Scientology records at center of probe

By THOMAS C. TOBIN, Times Staff Writer
©St. Petersburg Times, published May 16, 1997


CLEARWATER -- Church of Scientology members took daily notes about a woman who died after 17 days at a church retreat, and those records are now in the hands of law enforcement officials who are deciding whether to prosecute church representatives. The decision whether to file criminal charges rests with Prosecuter Bernie McCabe.

Pinellas-Pasco State Attorney Bernie McCabe said Thursday that the records "will play a significant role" in the criminal investigation being conducted by his office, the Clearwater police and the Florida Department of Law Enforcement.

The church turned over some of the records weeks ago in response to a subpoena from McCabe's office, and detectives expect to see more records in coming days as the investigation winds toward a close. "We believe what we have is not complete," said Clearwater police spokesman Wayne Shelor.

McCabe and Shelor declined to specify what was in the records, and copies were not available to the St. Petersburg Times.

Likewise, Scientology attorney Laura Vaughan declined to describe the contents of the records but said they do not contain any medical information about McPherson.

But the mere existence of the records casts some new light on Lisa McPherson's experience at Scientology's Fort Harrison Hotel in downtown Clearwater. Church officials have described that 17-day period as little more than a normal hotel stay where McPherson sought "rest and relaxation." Indeed, a top church official suggested in recent days that her death could have occurred at any hotel.

The Fort Harrison is the centerpiece of Scientology's sprawling presence in downtown Clearwater, which serves as the organization's spiritual headquarters. Scientologists from around the world visit the Fort Harrison for counseling.

McPherson, 36, had been a Scientologist for 18 years when she died in December 1995 of a blood clot.

She entered the Fort Harrison after fellow Scientologists intervened at Morton Plant Hospital, where McPherson had been taken for observation after she was involved in a minor automobile accident and then took off her clothes. The Scientologists who came for McPherson told doctors they would care for her and watch her 24 hours a day.

Seventeen days later, church members took McPherson to an out-of-the-way hospital in Pasco County where a staff physician, who was also a Scientologist, pronounced her dead.

Medical Examiner Joan Wood has concluded McPherson's death was brought on by "bed rest and severe dehydration." She has said McPherson went without fluids for several days and was unconscious for up to two days before her death.

Scientology officials strongly dispute most of Wood's conclusions, suggesting instead that an aggressive staph infection may have led to McPherson's death.

In previous statements about the case, church officials have said McPherson was well cared for at the Fort Harrison, which they described as a four-star hotel.

They have said that her room was cleaned daily and that friends came to see and help her. They have said that she received no professional medical care and that her death was an unfortunate event that happened to occur on Scientology property.

The initial characterization that her stay was largely benign and uneventful changed in February when a church lawyer revealed that McPherson had been isolated, had been pounding the walls of her room with her fists around the midpoint of her stay and had become "self-destructive."

The church's characterization seemed to change again in recent days.
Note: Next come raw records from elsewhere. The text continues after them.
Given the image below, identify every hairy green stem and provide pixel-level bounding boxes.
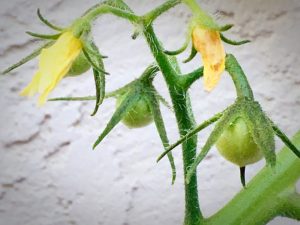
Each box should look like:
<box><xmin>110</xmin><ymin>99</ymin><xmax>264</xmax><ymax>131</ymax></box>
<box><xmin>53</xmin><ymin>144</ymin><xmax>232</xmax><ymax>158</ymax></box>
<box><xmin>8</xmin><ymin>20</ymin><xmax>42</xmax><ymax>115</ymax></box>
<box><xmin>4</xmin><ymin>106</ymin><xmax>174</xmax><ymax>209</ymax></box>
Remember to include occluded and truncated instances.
<box><xmin>207</xmin><ymin>132</ymin><xmax>300</xmax><ymax>225</ymax></box>
<box><xmin>280</xmin><ymin>190</ymin><xmax>300</xmax><ymax>221</ymax></box>
<box><xmin>144</xmin><ymin>23</ymin><xmax>203</xmax><ymax>225</ymax></box>
<box><xmin>144</xmin><ymin>0</ymin><xmax>181</xmax><ymax>25</ymax></box>
<box><xmin>226</xmin><ymin>54</ymin><xmax>254</xmax><ymax>99</ymax></box>
<box><xmin>82</xmin><ymin>4</ymin><xmax>140</xmax><ymax>23</ymax></box>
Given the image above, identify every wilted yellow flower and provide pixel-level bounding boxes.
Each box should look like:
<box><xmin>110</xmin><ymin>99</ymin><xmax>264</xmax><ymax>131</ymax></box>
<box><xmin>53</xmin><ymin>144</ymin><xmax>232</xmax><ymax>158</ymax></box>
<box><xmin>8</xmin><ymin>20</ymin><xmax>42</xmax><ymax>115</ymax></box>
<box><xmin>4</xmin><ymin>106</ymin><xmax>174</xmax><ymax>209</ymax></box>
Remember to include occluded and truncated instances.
<box><xmin>192</xmin><ymin>26</ymin><xmax>225</xmax><ymax>91</ymax></box>
<box><xmin>21</xmin><ymin>31</ymin><xmax>82</xmax><ymax>105</ymax></box>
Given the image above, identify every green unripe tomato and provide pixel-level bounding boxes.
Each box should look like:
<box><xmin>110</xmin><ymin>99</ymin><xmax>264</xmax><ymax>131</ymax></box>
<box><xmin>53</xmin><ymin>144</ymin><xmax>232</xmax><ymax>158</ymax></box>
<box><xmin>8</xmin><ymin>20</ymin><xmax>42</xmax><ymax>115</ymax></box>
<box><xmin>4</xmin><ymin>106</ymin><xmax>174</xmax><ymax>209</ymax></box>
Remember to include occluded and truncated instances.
<box><xmin>68</xmin><ymin>51</ymin><xmax>91</xmax><ymax>77</ymax></box>
<box><xmin>216</xmin><ymin>118</ymin><xmax>263</xmax><ymax>167</ymax></box>
<box><xmin>117</xmin><ymin>95</ymin><xmax>153</xmax><ymax>128</ymax></box>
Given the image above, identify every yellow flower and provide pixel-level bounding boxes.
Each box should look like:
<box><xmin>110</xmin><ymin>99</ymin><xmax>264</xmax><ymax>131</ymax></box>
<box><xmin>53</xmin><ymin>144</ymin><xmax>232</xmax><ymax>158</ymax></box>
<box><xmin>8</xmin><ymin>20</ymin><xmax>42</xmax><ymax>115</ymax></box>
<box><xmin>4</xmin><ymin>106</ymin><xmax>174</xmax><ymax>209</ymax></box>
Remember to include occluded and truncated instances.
<box><xmin>192</xmin><ymin>26</ymin><xmax>225</xmax><ymax>91</ymax></box>
<box><xmin>21</xmin><ymin>31</ymin><xmax>82</xmax><ymax>105</ymax></box>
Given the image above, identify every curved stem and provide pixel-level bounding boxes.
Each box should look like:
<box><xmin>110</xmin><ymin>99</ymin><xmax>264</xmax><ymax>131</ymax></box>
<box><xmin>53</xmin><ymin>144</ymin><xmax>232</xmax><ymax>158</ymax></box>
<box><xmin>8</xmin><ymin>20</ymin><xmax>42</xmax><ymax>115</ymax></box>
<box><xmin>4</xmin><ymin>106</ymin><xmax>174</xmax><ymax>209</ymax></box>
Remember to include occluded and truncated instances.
<box><xmin>143</xmin><ymin>0</ymin><xmax>181</xmax><ymax>25</ymax></box>
<box><xmin>280</xmin><ymin>192</ymin><xmax>300</xmax><ymax>221</ymax></box>
<box><xmin>207</xmin><ymin>132</ymin><xmax>300</xmax><ymax>225</ymax></box>
<box><xmin>144</xmin><ymin>25</ymin><xmax>203</xmax><ymax>225</ymax></box>
<box><xmin>82</xmin><ymin>4</ymin><xmax>140</xmax><ymax>23</ymax></box>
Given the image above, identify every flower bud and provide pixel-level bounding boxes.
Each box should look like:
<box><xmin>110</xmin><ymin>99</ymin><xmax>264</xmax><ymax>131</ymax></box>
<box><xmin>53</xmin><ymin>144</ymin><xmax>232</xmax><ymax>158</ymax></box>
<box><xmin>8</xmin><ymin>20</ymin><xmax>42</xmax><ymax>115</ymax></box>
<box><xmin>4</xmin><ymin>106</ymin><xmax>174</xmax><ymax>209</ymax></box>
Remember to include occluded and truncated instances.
<box><xmin>117</xmin><ymin>95</ymin><xmax>153</xmax><ymax>128</ymax></box>
<box><xmin>216</xmin><ymin>118</ymin><xmax>263</xmax><ymax>167</ymax></box>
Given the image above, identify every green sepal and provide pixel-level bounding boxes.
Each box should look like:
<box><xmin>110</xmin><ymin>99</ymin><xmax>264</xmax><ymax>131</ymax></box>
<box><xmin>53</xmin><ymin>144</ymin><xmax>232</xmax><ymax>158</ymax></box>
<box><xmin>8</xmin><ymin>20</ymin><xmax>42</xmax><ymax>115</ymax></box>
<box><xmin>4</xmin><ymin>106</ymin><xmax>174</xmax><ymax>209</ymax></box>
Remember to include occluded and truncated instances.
<box><xmin>93</xmin><ymin>87</ymin><xmax>141</xmax><ymax>149</ymax></box>
<box><xmin>91</xmin><ymin>69</ymin><xmax>105</xmax><ymax>116</ymax></box>
<box><xmin>186</xmin><ymin>104</ymin><xmax>239</xmax><ymax>183</ymax></box>
<box><xmin>192</xmin><ymin>9</ymin><xmax>233</xmax><ymax>32</ymax></box>
<box><xmin>26</xmin><ymin>31</ymin><xmax>61</xmax><ymax>40</ymax></box>
<box><xmin>83</xmin><ymin>40</ymin><xmax>108</xmax><ymax>116</ymax></box>
<box><xmin>238</xmin><ymin>99</ymin><xmax>276</xmax><ymax>167</ymax></box>
<box><xmin>37</xmin><ymin>9</ymin><xmax>64</xmax><ymax>31</ymax></box>
<box><xmin>183</xmin><ymin>46</ymin><xmax>197</xmax><ymax>63</ymax></box>
<box><xmin>270</xmin><ymin>121</ymin><xmax>300</xmax><ymax>158</ymax></box>
<box><xmin>2</xmin><ymin>41</ymin><xmax>54</xmax><ymax>74</ymax></box>
<box><xmin>220</xmin><ymin>33</ymin><xmax>251</xmax><ymax>45</ymax></box>
<box><xmin>146</xmin><ymin>88</ymin><xmax>176</xmax><ymax>184</ymax></box>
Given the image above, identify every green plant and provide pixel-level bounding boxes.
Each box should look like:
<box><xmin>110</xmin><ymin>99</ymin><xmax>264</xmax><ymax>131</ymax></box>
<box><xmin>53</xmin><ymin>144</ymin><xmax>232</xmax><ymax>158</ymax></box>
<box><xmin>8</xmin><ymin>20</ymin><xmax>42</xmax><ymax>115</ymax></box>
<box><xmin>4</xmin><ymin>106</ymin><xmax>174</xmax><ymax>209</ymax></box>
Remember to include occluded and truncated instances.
<box><xmin>4</xmin><ymin>0</ymin><xmax>300</xmax><ymax>225</ymax></box>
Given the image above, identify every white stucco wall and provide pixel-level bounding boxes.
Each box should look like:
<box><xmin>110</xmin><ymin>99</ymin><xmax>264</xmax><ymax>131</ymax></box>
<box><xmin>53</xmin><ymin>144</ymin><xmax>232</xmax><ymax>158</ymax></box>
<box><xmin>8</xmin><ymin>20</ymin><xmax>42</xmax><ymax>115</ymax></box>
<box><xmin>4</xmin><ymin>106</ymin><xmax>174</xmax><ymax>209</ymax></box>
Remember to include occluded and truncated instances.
<box><xmin>0</xmin><ymin>0</ymin><xmax>300</xmax><ymax>225</ymax></box>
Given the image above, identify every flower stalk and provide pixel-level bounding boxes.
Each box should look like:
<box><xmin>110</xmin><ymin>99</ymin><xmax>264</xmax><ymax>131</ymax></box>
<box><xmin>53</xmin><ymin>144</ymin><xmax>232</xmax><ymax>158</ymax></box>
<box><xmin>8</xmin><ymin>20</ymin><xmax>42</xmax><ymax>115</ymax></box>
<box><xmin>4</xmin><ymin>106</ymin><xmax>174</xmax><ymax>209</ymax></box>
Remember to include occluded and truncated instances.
<box><xmin>4</xmin><ymin>0</ymin><xmax>300</xmax><ymax>225</ymax></box>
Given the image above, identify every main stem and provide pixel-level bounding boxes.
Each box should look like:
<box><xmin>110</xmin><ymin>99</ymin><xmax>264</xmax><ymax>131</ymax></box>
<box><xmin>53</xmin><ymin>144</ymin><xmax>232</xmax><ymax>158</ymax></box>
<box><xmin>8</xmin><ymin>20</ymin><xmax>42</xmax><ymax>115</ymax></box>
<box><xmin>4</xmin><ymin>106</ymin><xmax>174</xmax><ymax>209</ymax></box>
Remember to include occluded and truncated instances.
<box><xmin>144</xmin><ymin>26</ymin><xmax>203</xmax><ymax>225</ymax></box>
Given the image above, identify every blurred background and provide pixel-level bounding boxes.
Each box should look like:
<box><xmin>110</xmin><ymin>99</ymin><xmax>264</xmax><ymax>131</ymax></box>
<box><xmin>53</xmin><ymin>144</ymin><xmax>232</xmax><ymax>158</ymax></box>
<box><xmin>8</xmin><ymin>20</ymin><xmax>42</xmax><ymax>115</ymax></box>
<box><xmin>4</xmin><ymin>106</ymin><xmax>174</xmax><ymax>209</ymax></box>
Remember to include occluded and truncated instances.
<box><xmin>0</xmin><ymin>0</ymin><xmax>300</xmax><ymax>225</ymax></box>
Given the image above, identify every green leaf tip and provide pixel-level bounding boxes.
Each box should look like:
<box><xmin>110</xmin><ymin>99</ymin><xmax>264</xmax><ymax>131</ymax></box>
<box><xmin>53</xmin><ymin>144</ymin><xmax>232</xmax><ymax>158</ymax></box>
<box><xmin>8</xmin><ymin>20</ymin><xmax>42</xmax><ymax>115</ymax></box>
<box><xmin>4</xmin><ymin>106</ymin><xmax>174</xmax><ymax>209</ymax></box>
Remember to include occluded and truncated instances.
<box><xmin>2</xmin><ymin>41</ymin><xmax>54</xmax><ymax>75</ymax></box>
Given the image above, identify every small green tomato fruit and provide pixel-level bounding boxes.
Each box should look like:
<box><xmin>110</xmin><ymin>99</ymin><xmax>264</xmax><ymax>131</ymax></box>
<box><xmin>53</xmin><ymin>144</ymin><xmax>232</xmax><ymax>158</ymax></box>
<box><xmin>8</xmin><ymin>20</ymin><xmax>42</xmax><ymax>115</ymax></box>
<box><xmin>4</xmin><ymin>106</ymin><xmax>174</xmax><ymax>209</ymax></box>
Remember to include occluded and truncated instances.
<box><xmin>117</xmin><ymin>95</ymin><xmax>153</xmax><ymax>128</ymax></box>
<box><xmin>216</xmin><ymin>118</ymin><xmax>263</xmax><ymax>167</ymax></box>
<box><xmin>68</xmin><ymin>51</ymin><xmax>91</xmax><ymax>77</ymax></box>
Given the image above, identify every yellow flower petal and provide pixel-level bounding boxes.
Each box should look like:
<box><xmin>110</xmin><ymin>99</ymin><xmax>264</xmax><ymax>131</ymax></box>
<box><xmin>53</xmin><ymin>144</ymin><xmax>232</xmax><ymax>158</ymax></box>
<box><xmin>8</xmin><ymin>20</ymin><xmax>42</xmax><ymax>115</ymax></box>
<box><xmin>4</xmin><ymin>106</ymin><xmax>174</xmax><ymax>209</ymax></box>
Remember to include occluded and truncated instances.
<box><xmin>21</xmin><ymin>31</ymin><xmax>82</xmax><ymax>105</ymax></box>
<box><xmin>192</xmin><ymin>26</ymin><xmax>225</xmax><ymax>91</ymax></box>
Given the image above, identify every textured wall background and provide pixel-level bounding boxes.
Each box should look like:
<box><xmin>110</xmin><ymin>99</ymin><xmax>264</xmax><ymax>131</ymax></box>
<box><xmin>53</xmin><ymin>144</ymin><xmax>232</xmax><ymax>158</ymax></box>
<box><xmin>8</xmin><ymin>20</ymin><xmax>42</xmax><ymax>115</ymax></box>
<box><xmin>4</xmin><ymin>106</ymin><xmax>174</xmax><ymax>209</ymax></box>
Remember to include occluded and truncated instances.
<box><xmin>0</xmin><ymin>0</ymin><xmax>300</xmax><ymax>225</ymax></box>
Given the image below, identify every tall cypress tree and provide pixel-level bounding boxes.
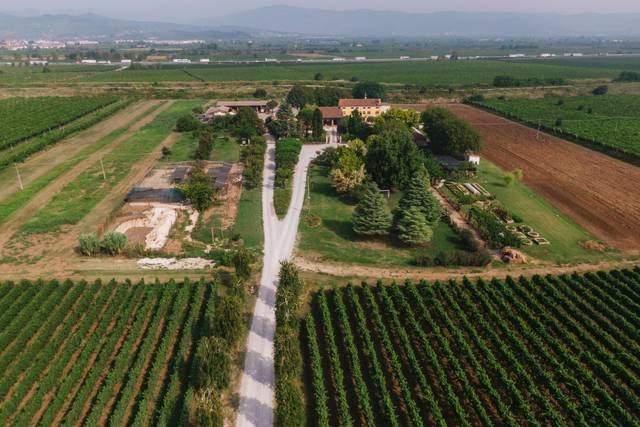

In two letters to the Times, Scientology official Mike Rinder wrote that McPherson "had merely been staying at the hotel" and that "had this occurred in any other hotel or with someone from another religion, it would not have been a media event."

Vaughan, the lawyer for Scientology, declined to comment about how the Fort Harrison records square with the church's previous accounts of McPherson's stay. "We think it's inappropriate to try this case in the press," she said.

But a Tampa lawyer who is representing McPherson's family in a civil lawsuit against the church says the records are "the star witness" in the case. The church gave him copies only after he reached an agreement to keep them confidential during the pre-trial phases, said Kennan Dandar.

In general terms, however, he described them this way: "They involve pseudo medical treatment of Lisa McPherson, and that treatment resulted in her death because it included the withholding of urgent, emergency licensed medical treatment that was so obvious that a first-grader would know enough to call 911."

Vaughan responded: "That's just absolutely false. They're not medical records of anybody's stay anywhere."